What happened with 401(k) Participants in 2015?

This guy can drink coffee and read the paper because he isn't worried about his 401(k).This guy can drink coffee and read the paper because he isn't worried about his 401(k).

America’s overall savings rate might be dismal, but if workers actually have a 401(k) plan, they’re not doing too badly, at least according to the Investment Company Institute.

The money management advocacy organization finds 40(k) participants continued to save for retirement in 2015, according to its latest study of retirement plan savers’ actions.

The study, titled “Defined Contribution Plan Participants’ Activities, 2015,” is based on DC plan record-keeper data covering more than 26 million participant accounts in employer-based plans.

Defined Contribution Plan Participants Continued to Save; Withdrawal Activity Remained Low

401(k) plan participants continued to contribute to their 401(k)s paycheck-by-paycheck in order to save and invest in their future, even as stock market prices changed little over the first half of the year, fell in the third quarter, and recovered in the fourth quarter.

  • The vast majority of DC plan participants continued contributing to their plans. Only 2.6 percent of DC plan participants stopped contributing in 2015, compared with 2.8 percent in 2014 and 2.7 percent in 2013.
  • Most DC plan participants stayed the course in their asset allocations, as stock values were essentially flat for the year. In 2015, 9.7 percent of DC plan participants changed the asset allocation of their account balances and 7.6 percent changed the asset allocation of their contributions.
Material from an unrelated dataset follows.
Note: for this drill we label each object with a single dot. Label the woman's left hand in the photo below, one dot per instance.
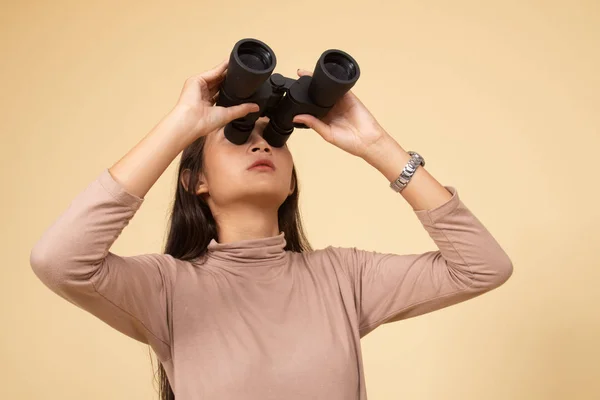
(348, 125)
These levels of reallocation activity were in line with reallocation activity observed over the past several years.
  • DC plan withdrawal activity remained low and was in line with the prior years’ activity. Only 3.4 percent of DC plan participants took withdrawals in 2015, compared with 3.6 percent 2014 and 3.5 percent in 2013. Only 1.6 percent of DC plan participants took hardship withdrawals during 2015, similar to the past few years.
  • Loan activity was slightly lower than a year earlier, though still elevated compared with seven years ago. At the end of December 2015, 17.4 percent of DC plan participants had loans outstanding, compared with 17.9 percent at the end of December 2014. Loan activity continues to remain elevated compared with seven years ago (at year-end 2008, 15.3 percent of DC plan participants had loans outstanding).

DC plans are an important component of Americans’ retirement saving, according to ICI; assets in all DC plans represented more than one-quarter of assets in the total retirement market and accounted for about one-tenth of U.S. households’ aggregate financial assets at year-end 2015.